CPAP machines can reduce heart risk in people with prediabetes and sleep apnea
People with prediabetes who use a continuous positive airway pressure (CPAP) machine for obstructive sleep apnea may have a lower risk of heart disease, according to a small study from Montreal, Canada.
The researchers looked at 39 people who had both obstructive sleep apnea and prediabetes. Prediabetes is the condition in which blood sugar (sugar) is higher than it should be, but not yet high enough to be considered diabetes. Patients either used a CPAP machine or took a drug that they were told would help them breathe while they slept. After 2 weeks, the researchers found that the rest time on the day of those using the machine was lower than that of the control group. "These results suggest that better identification and management of OSA may have important clinical implications for prevention of cardiovascular disease," the authors wrote.
No, masks do not create carbon dioxide
Social media is full of people arguing that wearing masks is not healthy. Some claim that it causes carbon monoxide (CO2) buildup, which does more damage than it is supposed to prevent. However, this is not true, and it was shown again in a study published in the Annals of the American Thoracic Society.
In this small study, researchers looked at 15 healthy doctors and 15 veterans with chronic obstructive pulmonary disease (COPD). Each participant took timed walks and their respiratory status was measured after each. The researchers found no significant differences in gas exchange between the two groups, even in those with COPD who already had breathing problems.
The researchers didn't deny that wearing a mask can be uncomfortable, especially during exertion, but being uncomfortable isn't the same as getting too much CO2 or too little oxygen.

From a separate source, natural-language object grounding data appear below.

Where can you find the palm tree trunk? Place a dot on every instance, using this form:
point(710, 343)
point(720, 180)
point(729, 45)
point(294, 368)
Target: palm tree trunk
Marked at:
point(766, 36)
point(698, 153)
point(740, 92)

Avoiding cow's milk-based formulas at birth can reduce the risk of asthma
Babies who are at risk of developing allergies, usually because they run through their families, can reduce their risk of asthma or recurring wheezing if cow's milk formulas are avoided for the first three or more days of life. This was the result of a study of over 300 infants published on JAMA Network Open.
The researchers tracked the babies on their second birthday to see if they had asthma or wheezing. They found that babies who were not given a cow's milk formula had a lower incidence of both diseases. The researchers also said more research is needed.
The first person to be cured of HIV infection died
People living with HIV and those who love them were hopeful when Timothy Ray Brown became the first person to be cured of HIV infection by a bone marrow and stem cell transplant in 2007. Mr. Brown died of cancer on September 29th. He was 54 years old. The leukemia that killed him was a recurrence of cancer. Mr Brown had the same type of leukemia when he underwent the transplant in 2007. While the HIV was gone, the leukemia did not go away, so he successfully underwent another transplant the following year. Cancer returned in 2019.